I don't see how the insurance study could have revealed the intended effect even if it had been run perfectly (and this leads me to a guess as to why it was falsified). The customers reported their odometer readings and were supposedly falsifying them in order to get cheaper insurance by appearing to drive less distance. This is not plausible and would have easily observed consequences. The paper mentions that the average mileage in the US is about 12,500. So imagine a customer buys a two year old car which has done 25,000 miles. They buy insurance, reporting the correct mileage. Next year they want to appear to do lower mileage than they really do, so they don't report 37,500, but 35,000. All is ok for now. But next year, the true reading is 50,000. If they deduct the same fixed amount - 2,500 - then they merely pay the correct premium as it appears they have done 12,500 miles and they really have. To get the same advantage this year, they need to deduct 5,000 miles and report 45,000. And so on. Every subsequent year they have to calculate the correct amount to deduct and report a figure which keeps diverging from the true amount. If this was really happening, the insurance company would be delighted! When such a customer had a significant crash and a report on the vehicle was produced to assess whether it's economical to repair, it would show that the odometer reading was sigificantly wrong - and more so the older the car was. This would mean the fraudulent application for insurance was exposed, so the insurance company could refuse to pay out. Insurance companies are always looking for ways to avoid paying claims, so it would become well known if this was happening.
However, if we assume that when the study was being designed the people designing it assumed that customers would report their annual mileage directly, rather than odometer readings, then it starts to make sense. A customer could plausibly deduct 10% every year and if they were challenged that these didn't add up to the value of an odometer in a crashed car, they could plausibly claim that they were only off by a small amount and it was an honest mistake (especially as few people keep meticulous records of their mileage). Presumably, an insurance company was asked to modify their forms for the experiment, but nobody looked at the forms before they were sent out to see how mileage was reported. Once the data had been gathered, somebody realised that it was all useless as it showed the current odometer reading instead of the estimated annual mileage. We can't tell who this was - maybe Dan (as all the authors agree he supplied them with the data) or someone at the insurance company. But they sought to salvage the situation by inventing fictitious second readings.
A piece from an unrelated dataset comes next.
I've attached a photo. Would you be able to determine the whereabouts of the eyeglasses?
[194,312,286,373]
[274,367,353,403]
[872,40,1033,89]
Another, minor point with regard to the other studies is that it seems odd that having no signature always has less cheating than signature at the bottom. If a signature at the bottom really does have no effect, you'd expect it to appear randomly better or worse than no signature. Maybe it's just chance, since the number of cases is so small.
There's also a problem with the other experiments (apart from the laughably implausible idea that what changes people's behaviour over $1 will change their behaviour when $10,000 or $100,000 is at stake). The paper says that the participants were paid a "$2 show-up fee" and, at the end of their puzzle task, filled out a (fake) tax form to claim payment. However, there's nowhere on the form to put the $2. Surely participants would have noticed that and questioned it. Why didn't the experimenters either include it or mention the mistake in the paper?
And there is a slight chance of a very nasty sting in the tail. In some juristdictions it is tax fraud to falsely tell someone you are deducting tax. It's not clear whether the particpants were told the truth before they went home.
From the paper:
In court cases, witnesses verbally declare their pledge to honesty
before giving their testimonies—not after, perhaps for a reason.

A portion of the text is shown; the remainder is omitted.